Magazine ed*
ed* Nr. 01/2024

Gesundheits- und Sozialpolitik
im Wandel der Zeit

Bilanz der letzten fünf Jahre und Blick in die Zukunft

ed* Nr. 01/2024 – Kapitel 2


Als sich Ursula von der Leyen am 16. Juli 2019 um das höchste Amt in der Europäischen Union (EU) bewarb, ahnte niemand, dass ein gutes halbes Jahr später die Corona-Pandemie die ­politischen Pläne der neuen EU-Kommission ordentlich durcheinander rütteln würde. 


Das Jahr 2020 hatte gerade begonnen und die neue EU-Kommission war erst kurze Zeit im Amt, da wurde sie von COVID-19 überrascht. Mit zahlreichen Maßnahmen auf nationaler und europäischer Ebene hat die EU-Kommission versucht, die COVID-19-Pandemie einzudämmen und die sozioökonomischen Auswirkungen der Pandemie abzufedern. Mit dem Konjunkturpaket NextGenerationEU hat sie schnell reagiert und den Mitgliedstaaten Mittel für den Wiederaufbau Europas in Höhe von 723 Milliarden Euro bereitgestellt. Mit dem Programm SURE (Support to mitigate Unemployment Risks in an Emergency) haben Finanzhilfen in Höhe von insgesamt 100 Milliarden Euro Millionen Menschen vor Arbeitslosigkeit bewahrt. Und mit dem Gesetzespaket zur Europäischen Gesundheitsunion ist schließlich auch der öffentliche Gesundheitsschutz ein gutes Stück europäischer geworden. Nicht zuletzt durch die gemeinsame Beschaffung von Impfstoffen gegen COVID-19 ist die EU zum wichtigen Akteur in der Gesundheitspolitik geworden. Dass von der Leyen besondere Ambitionen in gesundheits- und sozialpolitischer Hinsicht hat, hatte sie frühzeitig mit ihrem Aufschlag für „Europas Kampf gegen den Krebs“ Anfang Februar 2020 zu erkennen gegeben.
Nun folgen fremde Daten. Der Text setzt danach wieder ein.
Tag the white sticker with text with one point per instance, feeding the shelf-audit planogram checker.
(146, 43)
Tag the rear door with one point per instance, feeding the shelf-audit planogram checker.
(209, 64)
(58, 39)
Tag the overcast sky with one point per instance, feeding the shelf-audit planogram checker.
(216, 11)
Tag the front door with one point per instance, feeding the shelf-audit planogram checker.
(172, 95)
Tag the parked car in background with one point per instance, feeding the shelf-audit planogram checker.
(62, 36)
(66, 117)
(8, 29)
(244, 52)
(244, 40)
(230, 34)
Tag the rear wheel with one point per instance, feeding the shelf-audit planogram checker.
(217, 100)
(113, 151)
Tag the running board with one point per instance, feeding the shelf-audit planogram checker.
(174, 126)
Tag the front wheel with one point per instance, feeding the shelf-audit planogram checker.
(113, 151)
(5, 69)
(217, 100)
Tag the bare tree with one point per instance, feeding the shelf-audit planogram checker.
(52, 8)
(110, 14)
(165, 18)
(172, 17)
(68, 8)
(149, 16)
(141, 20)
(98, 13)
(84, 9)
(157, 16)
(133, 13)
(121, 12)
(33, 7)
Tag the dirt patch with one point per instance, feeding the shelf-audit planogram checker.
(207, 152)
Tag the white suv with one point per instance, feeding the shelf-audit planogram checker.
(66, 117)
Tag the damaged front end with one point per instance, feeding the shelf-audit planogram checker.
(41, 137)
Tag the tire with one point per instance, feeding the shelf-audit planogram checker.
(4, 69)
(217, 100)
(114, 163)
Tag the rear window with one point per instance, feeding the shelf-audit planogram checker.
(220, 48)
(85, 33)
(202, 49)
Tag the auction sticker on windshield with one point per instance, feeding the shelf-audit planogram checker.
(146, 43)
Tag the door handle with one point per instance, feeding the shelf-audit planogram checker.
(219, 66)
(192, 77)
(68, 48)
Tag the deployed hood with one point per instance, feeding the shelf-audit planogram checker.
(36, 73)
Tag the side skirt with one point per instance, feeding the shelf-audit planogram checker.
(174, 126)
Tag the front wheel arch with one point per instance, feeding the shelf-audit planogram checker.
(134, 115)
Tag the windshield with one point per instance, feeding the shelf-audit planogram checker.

Leitlinien der EU-Kommission 2019 bis 2024

Bemerkenswert ist, dass die EU-Kommission trotz der plötzlichen Herausforderung durch die Pandemie ihre Pläne zielgerichtet weiterverfolgt hat. Ihre großen Leitlinien sind,


  • bis zum Jahr 2030 die Treibhausgasemissionen um mindestens 55 Prozent zu senken und die EU bis zum Jahr 2050 klimaneutral zu machen (Grüner Deal).
  • den notwendigen Strukturwandel in ökologischer Hinsicht sicherzustellen und sozial gerecht zu gestalten (Gerechter Übergang). 
  • die Möglichkeiten der Digitalisierung, großer Datenmengen und Künstlicher Intelligenz (KI) verantwortlich zu nutzen (Digitale Dekade).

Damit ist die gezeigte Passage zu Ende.